If your accelerator profile contains existing tolerations, you can edit them.
1. Click the action menu (⋮) on the row containing the toleration that you want to edit and select Edit from the list.
2. Complete the applicable fields to update the details of the toleration.
3. Click Update.
Click Update accelerator profile.

Verification

If your accelerator profile has new identifying information, this information appears in the Accelerator list on the Start a basic workbench page.

Additional resources

Deleting an accelerator profile

To discard accelerator profiles that you no longer require, you can delete them so that they do not appear on the dashboard.

Prerequisites

You have logged in to Open Data Hub as a user with Open Data Hub administrator privileges.
The accelerator profile that you want to delete exists in your deployment.

Procedure

From the Open Data Hub dashboard, click Settings → Accelerator profiles.

The Accelerator profiles page appears, displaying existing accelerator profiles.
Click the action menu (⋮) beside the accelerator profile that you want to delete and click Delete.

The Delete accelerator profile dialog opens.
Enter the name of the accelerator profile in the text field to confirm that you intend to delete it.
Click Delete.

Verification

The accelerator profile no longer appears on the Accelerator profiles page.

Additional resources

Configuring a recommended accelerator for workbench images

To help you indicate the most suitable accelerators to your data scientists, you can configure a recommended tag to appear on the dashboard.

Prerequisites

You have logged in to Open Data Hub as a user with Open Data Hub administrator privileges.
You have existing workbench images in your deployment.
You have enabled GPU support. This includes installing the Node Feature Discovery and NVIDIA GPU Operators. For more information, see NVIDIA GPU Operator on Red Hat OpenShift Container Platform in the NVIDIA documentation.

Procedure

From the Open Data Hub dashboard, click Settings → Workbench images.

The Workbench images page appears. Previously imported workbench images are displayed.
Click the action menu (⋮) and select Edit from the list.

The Update workbench image dialog opens.
From the Accelerator identifier list, select an identifier to set its accelerator as recommended with the workbench image. If the workbench image contains only one accelerator identifier, the identifier name displays by default.

Click Update.

Note

If you have already configured an accelerator identifier for a workbench image, you can specify a recommended accelerator for the workbench image by creating an associated accelerator profile or hardware profile. To do this, click Create profile on the row containing the workbench image and complete the relevant fields. If the workbench image does not contain an accelerator identifier, you must manually configure one before creating an associated accelerator profile or hardware profile.

Important

By default, hardware profiles are hidden in the dashboard navigation menu and user interface, while accelerator profiles remain visible. In addition, user interface components associated with the deprecated accelerator profiles functionality are still displayed. If you enable hardware profiles, the Hardware profiles list appears instead of the Accelerator profiles list. To show the Settings → Hardware profiles option in the dashboard navigation menu, and the user interface components associated with hardware profiles, set the disableHardwareProfiles value to false in the OdhDashboardConfig custom resource (CR) in OpenShift Container Platform. For more information about setting dashboard configuration options, see Customizing the dashboard.

Verification

When your data scientists select an accelerator with a specific workbench image, a tag appears next to the corresponding accelerator indicating its compatibility.

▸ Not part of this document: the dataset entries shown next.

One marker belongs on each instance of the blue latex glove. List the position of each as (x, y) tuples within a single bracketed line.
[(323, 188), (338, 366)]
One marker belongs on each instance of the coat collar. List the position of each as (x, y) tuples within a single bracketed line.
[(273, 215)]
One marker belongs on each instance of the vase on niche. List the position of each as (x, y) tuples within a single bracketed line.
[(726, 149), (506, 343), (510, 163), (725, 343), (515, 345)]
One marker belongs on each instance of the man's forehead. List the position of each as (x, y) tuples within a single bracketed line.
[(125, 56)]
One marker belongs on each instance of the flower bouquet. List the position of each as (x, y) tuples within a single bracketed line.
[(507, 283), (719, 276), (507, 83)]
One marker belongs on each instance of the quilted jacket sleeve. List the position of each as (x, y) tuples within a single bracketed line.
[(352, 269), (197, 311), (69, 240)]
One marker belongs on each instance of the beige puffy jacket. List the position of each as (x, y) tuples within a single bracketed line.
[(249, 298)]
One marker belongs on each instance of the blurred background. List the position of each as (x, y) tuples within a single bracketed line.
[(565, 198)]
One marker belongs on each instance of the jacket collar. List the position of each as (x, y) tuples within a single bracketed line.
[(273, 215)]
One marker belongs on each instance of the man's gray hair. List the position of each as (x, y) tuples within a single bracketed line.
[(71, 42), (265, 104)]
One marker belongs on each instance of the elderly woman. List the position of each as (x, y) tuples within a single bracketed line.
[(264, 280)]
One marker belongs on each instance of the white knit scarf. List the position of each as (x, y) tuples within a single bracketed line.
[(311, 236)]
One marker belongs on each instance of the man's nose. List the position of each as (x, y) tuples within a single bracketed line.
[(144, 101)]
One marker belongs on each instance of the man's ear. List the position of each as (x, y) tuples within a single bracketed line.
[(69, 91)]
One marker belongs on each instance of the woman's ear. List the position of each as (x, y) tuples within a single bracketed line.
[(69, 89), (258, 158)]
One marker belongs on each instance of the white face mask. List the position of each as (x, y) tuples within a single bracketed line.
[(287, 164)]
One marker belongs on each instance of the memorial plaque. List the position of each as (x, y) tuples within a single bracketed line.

Configuring a recommended accelerator for serving runtimes

To help you indicate the most suitable accelerators to your data scientists, you can configure a recommended accelerator tag for your serving runtimes.

Prerequisites

You have logged in to Open Data Hub as a user with Open Data Hub administrator privileges.
You have enabled GPU support. This includes installing the Node Feature Discovery and NVIDIA GPU Operators. For more information, see NVIDIA GPU Operator on Red Hat OpenShift Container Platform in the NVIDIA documentation.

Procedure

From the Open Data Hub dashboard, click Settings → Serving runtimes.

The Serving runtimes page opens and shows the model-serving runtimes that are already installed and enabled in your Open Data Hub deployment. By default, the OpenVINO Model Server runtime is pre-installed and enabled in Open Data Hub.

Edit your custom runtime that you want to add the recommended accelerator tag to, click the action menu (⋮) and select Edit.

A page with an embedded YAML editor opens.

Note

You cannot directly edit the OpenVINO Model Server runtime that is included in Open Data Hub by default. However, you can clone this runtime and edit the cloned version. You can then add the edited clone as a new, custom runtime. To do this, click the action menu beside the OpenVINO Model Server and select Duplicate.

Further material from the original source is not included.